“I will either find a way, or make one.”
One of our most successful European clients recently sent me a book that I can’t put down: Tom Holland’s “Rubicon – The Last Years of The Roman Republic.” As a behavioral study, the parallels of power and politics between then and now are interesting to consider.
The Rubicon is the river in northern Italy that Julius Caesar infamously crossed in 49BC to officially declare what was considered the unthinkable – war against the Perceived Wisdoms of officialdom in Rome.
Holland captures the moment ominously: “Gaius Julius Caesar instead gazed into the turbid waters of the Rubicon, and said nothing. And his mind moved upon silence. The Romans had a word for such a moment. “Discrimen,” they called it – an instant of perilous and excruciating tension.”
Whether it was how you felt at 830AM Friday morning when you saw the US Government’s employment report or how you’ve been feeling for the last 3 years in trying to manage the market risks associated with US Government Sponsored Volatility, “The Discrimen” summarizes both, across durations – the turning point.
The Discrimen for the heavy hand of Big Keynesian Deficit Spending and Debt Financing has reached the proverbial Rubicon of economic debates. Not unlike the legendary Rome that Holland depicts in 140BC, the blood, sweat, and tears of the United States of America still stands on the principles of meritocracy, liberty, and competition. Whether the willfully blind realize it yet or not, Americans will find a way to make this economy American again.
When I talk to the grinders of this business – the people who aren’t professional politicians - the men and women who fight it out every day in this marketplace for their clients, firms, and families – I hear the same thing over and over and over again: “this isn’t working.”
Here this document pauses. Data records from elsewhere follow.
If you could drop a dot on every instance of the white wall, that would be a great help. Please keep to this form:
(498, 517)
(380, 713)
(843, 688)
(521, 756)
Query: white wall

Like the Romans back then, we reserve the right to change this country’s direction. As Holland writes in his chapter titled “The Paradoxical Republic”, “the Romans judged their political system by asking not whether it made sense but whether it worked. Only if an aspect of their government had proven to be inefficient, or unjust, would they abolish it.”
You tell me if you think making the “risk free” cost of capital in this country ZERO percent has done anything but amplify the cyclicality of both employment and market volatility. Bad actors in bad economic systems compound bad decisions. Either I will find a way to make this point clearer or I’ll make one.
The modern day Triad of Groupthink hasn’t changed a thing about how it analyzes market risk. Wall Street, Washington, and the Manic Media have once again completely missed the boat on delivering to Americans what they really want – a proactive risk management system that works. I don’t know if I run a media company or a research firm that competes with some of the aforementioned outlets of analytical incompetence. But I do know that we are evolving as markets do.
What would be my approach to fixing this mess?
- First, stop. Just stop what we are doing with this Bernanke-Geithner/Keynes/Japan experiment.
- Then, start over. Start empowering new/competing risk management strategies. Start by respecting the cost of capital and future liabilities.
- Finally, plan on changing this plan if it’s not working.
I have been promoting this Bull vs. Bear debate for the last few months because we need a Forum of Transparency & Accountability where we can settle this score once and for all. There will be winners. There will be losers. There will be no more finger pointing by losers who won’t accept change.
This isn’t about egos. This isn’t about me turning into some broken clock perpetual bear either. This is all about finding a better way – a way that works. The market isn’t lying; politicians and people are.
Into Friday’s market close, I covered our short position in the SP500 (SPY). This doesn’t mean I’m not bearish. It simply reflects our strategy of booking gains for the winning side of this current debate. Stanley Cup Playoff style: Backcheck. Forecheck. Paycheck. We remain short the Nasdaq (QQQQ).
At a price, the market will be Bearish Enough to come to grips with the reality that our debts and deficits are heading down a European style road to perdition. Markets like Spain are now down -27% for the YTD, so we need to play this game with a renewed sense of urgency. Unfortunately, we have not reached The Discrimen of change yet, but markets see something not so funny happening on the way to this Investment Forum – to the professional politicians of modern day Rome that is…
My immediate term support and resistance lines for the SP500 are now 1153 and 1182, respectively. What was the long term TAIL of support at 1078 is also now a critical line of resistance. My position in US Equities remains much like the return on American capital that Bernanke is promoting – ZERO percent.